Region: Augsburger Land

50 Jahre Aschbergschule: Staatssekretärin Anna Stolz gratuliert persönlich

LeserReporter Team Fabi aus Meitingen

Versprechen eingelöst: Dr. Fabian Mehring holt Spitzenpolitikerin an die Weisinger Grund- und Mittelschule

Weil die großen Feierlichkeiten anlässlich des 50. Gründungsjubiläums der Aschbergschule coronabedingt ausfallen mussten, versprach Heimatabgeordneter Dr. Fabian Mehring bei seinem Besuch der Grund- und Mittelschule im Sommer kurzerhand, Bildungsstaatssekretärin Anna Stolz zu einem Geburtstagsbesuch in die Region einzuladen. Nun hat der Parlamentarische Geschäftsführer der FW-Regierungsfraktion im Bayerischen Landtag Wort gehalten und schlug tatsächlich gemeinsam mit Stolz im Holzheimer Ortsteil Weisingen auf.

Vor Ort wurden die beiden Landespolitiker von Rektor Stephan Wolk, dessen Stellvertreter Christian Winter, den Bürgermeistern Jürgen Kopriva und Simon Peter, Schulamtsdirektorin Andrea Eisenreich, Vizelandrat Erhard Friegel und einigen Lehrkräften der Schule gebührend empfangen. Mehrere Jahrgangsstufen hatten eine Aufführung unter Einhaltung der geltenden Hygienestandards zu Ehren der hohen Gäste einstudiert, die nach der offiziellen Begrüßung durch Schulverbandsvorsitzenden Jürgen Kopriva in der Eingangshalle mit gebührendem Abstand zur Aufführung kam.

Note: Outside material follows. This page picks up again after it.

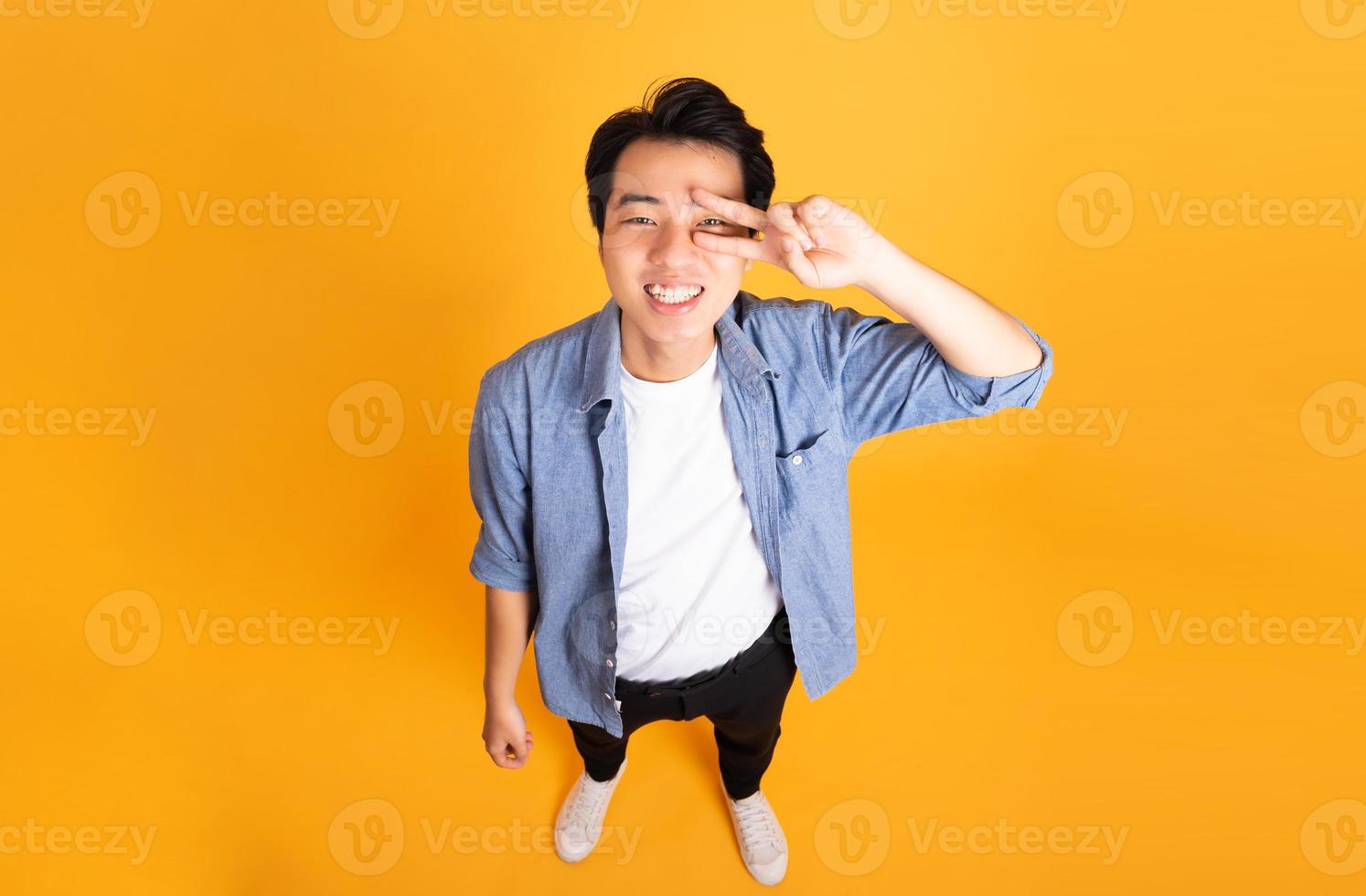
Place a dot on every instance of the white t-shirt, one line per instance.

Stolz nutzte den anschließenden Ortstermin nicht einzig um der Schulfamilie – unter anderem per Lautsprecherdurchsage in alle Klassenräume – von Herzen zum Geburtstag ihrer Bildungseinrichtung zu gratulieren und sich für den besonderen Einsatz des Kollegiums und der Schüler während der Coronapandemie zu bedanken. Darüber hinaus knüpfte das Kabinettsmitglied in einer Gesprächsrunde auch an den von Dr. Mehring im Sommer begonnenen Dialog zur Zukunft der Mittelschulen im ländlichen Raum an.

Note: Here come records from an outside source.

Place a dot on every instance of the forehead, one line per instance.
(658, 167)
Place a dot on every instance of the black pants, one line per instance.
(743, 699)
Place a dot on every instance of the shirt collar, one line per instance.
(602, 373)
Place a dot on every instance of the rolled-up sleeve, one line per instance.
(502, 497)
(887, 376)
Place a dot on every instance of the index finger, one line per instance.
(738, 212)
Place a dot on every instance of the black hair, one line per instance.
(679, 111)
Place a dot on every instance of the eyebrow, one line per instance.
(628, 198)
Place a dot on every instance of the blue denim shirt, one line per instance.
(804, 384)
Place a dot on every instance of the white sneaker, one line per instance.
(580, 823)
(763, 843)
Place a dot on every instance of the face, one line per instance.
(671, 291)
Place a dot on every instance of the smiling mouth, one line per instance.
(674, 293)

 „Wir haben ein großartiges Bildungssystem, das jedem Schüler passgenaue Rahmenbedingungen zur Entfaltung seiner persönlichen Talente eröffnet“, erklärte Stolz. Gerade die Mittelschule dürfe dabei keinesfalls zur viel zitierten „Restschule“ verkommen, so die Staatssekretärin. Von größter Bedeutung ist es dabei in ihren Augen, ein Umdenken in der öffentlichen Meinung zu befördern: „Unsere Gesellschaft braucht nicht ausschließlich Akademiker. Angesichts des wachsenden Fachkräftemangels sind gute Handwerker mindestens genauso wichtig, die an unseren bayerischen Mittelschulen ein hervorragendes Rüstzeug erhalten. Ihnen stehen beste Jobchancen auf dem Arbeitsmarkt offen“, warb Stolz für das Selbstbewusstsein der Mittelschulen im Freistaat.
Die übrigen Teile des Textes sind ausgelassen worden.